Ghost town in Alaska, United States

Port Wakefield is a ghost town in the U.S. state of Alaska. It is located on the northeast coast of Raspberry Island in the Kodiak Archipelago, along the western shores of the Gulf of Alaska.

The community was established in the 1930s by Lee Howard Wakefield as a herring reduction plant after he relocated the family's salmon cannery business, Apex Fish Company, from Anacortes, Washington and renamed the company Wakefield Fisheries. Lee's sons Howard, Lavern and Lowell began fishing for and processing experimentally for king crab in 1939.

Lowell Wakefield, who is regarded as the founder of the Alaskan king crab industry, introduced flash frozen cooked king crab, partly because of declining herring stocks in surrounding waters. As well as the processing plant and cold storage, cedar log houses and a schoolhouse were added to the existing village for the workers and their families, with a population of approximately 100.

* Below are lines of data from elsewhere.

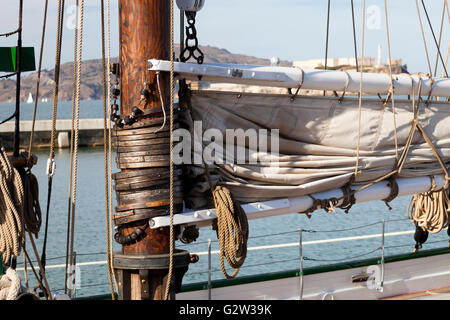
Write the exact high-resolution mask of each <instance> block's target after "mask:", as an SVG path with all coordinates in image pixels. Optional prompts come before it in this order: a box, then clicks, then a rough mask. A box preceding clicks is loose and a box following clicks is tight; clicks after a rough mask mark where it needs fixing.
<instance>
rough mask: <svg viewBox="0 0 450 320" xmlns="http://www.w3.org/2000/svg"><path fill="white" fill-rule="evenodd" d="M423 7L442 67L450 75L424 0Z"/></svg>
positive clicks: (444, 70) (423, 2)
mask: <svg viewBox="0 0 450 320" xmlns="http://www.w3.org/2000/svg"><path fill="white" fill-rule="evenodd" d="M422 7H423V10H424V11H425V15H426V17H427V21H428V25H429V26H430V30H431V34H432V35H433V39H434V43H435V44H436V49H437V52H438V56H439V58H440V59H441V62H442V67H443V68H444V71H445V76H446V77H448V72H447V68H446V67H445V62H444V59H443V58H442V54H441V50H440V47H439V43H438V41H437V39H436V35H435V34H434V30H433V25H432V24H431V20H430V17H429V15H428V11H427V8H426V7H425V3H424V2H423V0H422ZM432 74H433V73H432V72H430V75H432Z"/></svg>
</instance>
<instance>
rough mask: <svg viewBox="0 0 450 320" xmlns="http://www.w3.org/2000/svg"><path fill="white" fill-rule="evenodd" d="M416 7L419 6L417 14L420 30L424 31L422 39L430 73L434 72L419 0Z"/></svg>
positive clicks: (421, 32) (417, 0)
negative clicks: (425, 34) (427, 42)
mask: <svg viewBox="0 0 450 320" xmlns="http://www.w3.org/2000/svg"><path fill="white" fill-rule="evenodd" d="M416 8H417V16H418V18H419V25H420V31H421V33H422V39H423V46H424V48H425V56H426V58H427V63H428V70H429V71H430V75H431V74H433V71H432V69H431V62H430V56H429V54H428V46H427V41H426V39H425V32H424V30H423V24H422V17H421V15H420V8H419V2H418V0H416Z"/></svg>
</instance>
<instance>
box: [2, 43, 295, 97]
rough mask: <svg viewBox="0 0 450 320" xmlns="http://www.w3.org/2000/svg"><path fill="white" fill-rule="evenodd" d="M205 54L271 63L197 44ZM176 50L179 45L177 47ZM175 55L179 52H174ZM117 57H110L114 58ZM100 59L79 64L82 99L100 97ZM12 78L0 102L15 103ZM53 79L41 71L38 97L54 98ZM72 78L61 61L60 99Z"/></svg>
mask: <svg viewBox="0 0 450 320" xmlns="http://www.w3.org/2000/svg"><path fill="white" fill-rule="evenodd" d="M200 49H201V50H202V51H203V53H204V54H205V62H211V63H237V64H256V65H270V60H269V59H260V58H256V57H251V56H247V55H243V54H233V53H230V52H229V51H227V50H225V49H219V48H215V47H210V46H204V47H200ZM176 51H177V52H178V51H179V49H178V47H177V48H176ZM177 55H178V54H177ZM117 60H118V59H117V58H115V59H113V62H114V61H117ZM281 65H282V66H290V65H292V64H291V63H290V62H288V61H282V62H281ZM101 67H102V62H101V60H100V59H97V60H86V61H83V64H82V70H81V72H82V79H81V99H82V100H97V99H101V98H102V93H103V89H102V88H103V87H102V86H103V84H102V72H101ZM13 79H14V77H13V78H10V79H6V80H0V102H14V101H15V92H16V91H15V90H16V81H15V80H13ZM53 79H54V70H42V73H41V85H40V100H44V101H45V100H48V101H51V99H52V97H53ZM72 79H73V63H72V62H69V63H64V64H62V65H61V74H60V88H59V98H60V100H62V101H64V100H71V99H72V92H73V87H72ZM36 80H37V73H31V74H28V75H26V76H24V77H23V78H22V81H21V86H22V90H21V99H22V100H23V101H25V100H26V99H27V97H28V95H29V93H30V92H31V93H32V94H33V96H34V93H35V91H36Z"/></svg>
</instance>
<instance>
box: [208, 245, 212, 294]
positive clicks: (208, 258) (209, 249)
mask: <svg viewBox="0 0 450 320" xmlns="http://www.w3.org/2000/svg"><path fill="white" fill-rule="evenodd" d="M208 300H211V239H208Z"/></svg>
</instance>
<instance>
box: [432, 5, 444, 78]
mask: <svg viewBox="0 0 450 320" xmlns="http://www.w3.org/2000/svg"><path fill="white" fill-rule="evenodd" d="M446 5H447V0H445V1H444V5H443V8H442V18H441V27H440V30H439V48H440V47H441V40H442V32H443V31H444V20H445V7H446ZM438 64H439V53H436V62H435V64H434V76H435V77H436V76H437V67H438Z"/></svg>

Port Wakefield suffered badly in the 1964 Alaska earthquake and tsunami, when Raspberry Island subsided by as much as six feet. This was the most powerful recorded earthquake in North American history, and the third most powerful ever measured by seismograph; with a moment magnitude of 9.2 and a maximum Mercalli intensity of XI (Extreme). The town was not destroyed, but the cannery and community were no longer viable. The land was eventually purchased and is now used for tourism, as wilderness lodges.

The crab plant was relocated to Port Lions on Kodiak Island, in a much more accessible location, with a good dock and harbor facilities. The plant was connected to Port Lions by a long causeway and a new road. Some of the cedar log houses were moved on barges from Port Wakefield to Port Lions, where they still stand. However, the plant burnt down and has not been rebuilt.